Posted on 01/22/2004 7:07:09 AM PST by Wolfstar
ED. NOTE: On Tuesday evening, January 20, 2004, the President of the United States gave one of the most conservative State of the Union addresses in at least a generation. For a SOTU speech, it had a remarkably short spending wish list. Instead, it had passages such as those excerpted below none of which would have been spoken by a Democrat or liberal (i.e., Leftist), or even a "RINO." Check it out:
[BEGIN EXCERPTS: Bold/underscore emphasis by Wolfstar]
Our greatest responsibility is the active defense of the American people. Twenty-eight months have passed since September 11th, 2001 over two years without an attack on American soil. And it is tempting to believe that the danger is behind us. That hope is understandable, comforting and false.
The once all-powerful ruler of Iraq was found in a hole, and now sits in a prison cell. Of the top 55 officials of the former regime, we have captured or killed 45. Our forces are on the offensive, leading over 1,600 patrols a day and conducting an average of 180 raids a week. We are dealing with these thugs in Iraq, just as surely as we dealt with Saddam Hussein's evil regime.
Because of American leadership and resolve, the world is changing for the better. Last month, the leader of Libya voluntarily pledged to disclose and dismantle all of his regime's weapons of mass destruction programs, including a uranium enrichment project for nuclear weapons.
Nine months of intense negotiations involving the United States and Great Britain succeeded with Libya, while 12 years of diplomacy with Iraq did not. And one reason is clear: For diplomacy to be effective, words must be credible, and no one can now doubt the word of America.
Many of our troops are listening tonight. And I want you and your families to know: America is proud of you. And my administration, and this Congress, will give you the resources you need to fight and win the war on terror.
I know that some people question if America is really in a war at all. They view terrorism more as a crime, a problem to be solved mainly with law enforcement and indictments. After the World Trade Center was first attacked in 1993, some of the guilty were indicted and tried and convicted, and sent to prison. But the matter was not settled. The terrorists were still training and plotting in other nations, and drawing up more ambitious plans. After the chaos and carnage of September the 11th, it is not enough to serve our enemies with legal papers.
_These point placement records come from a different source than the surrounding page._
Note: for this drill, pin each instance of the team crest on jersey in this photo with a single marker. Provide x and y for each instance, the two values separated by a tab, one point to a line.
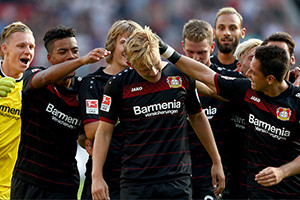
174	81
91	106
106	102
283	113
228	77
35	70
The terrorists and their supporters declared war on the United States, and war is what they got.
Some critics have said our duties in Iraq must be internationalized. This particular criticism is hard to explain to our partners in Britain, Australia, Japan, South Korea, the Philippines, Thailand, Italy, Spain, Poland, Denmark, Hungary, Bulgaria, Ukraine, Romania, the Netherlands (applause) Norway, El Salvador, and the 17 other countries that have committed troops to Iraq. As we debate at home, we must never ignore the vital contributions of our international partners, or dismiss their sacrifices.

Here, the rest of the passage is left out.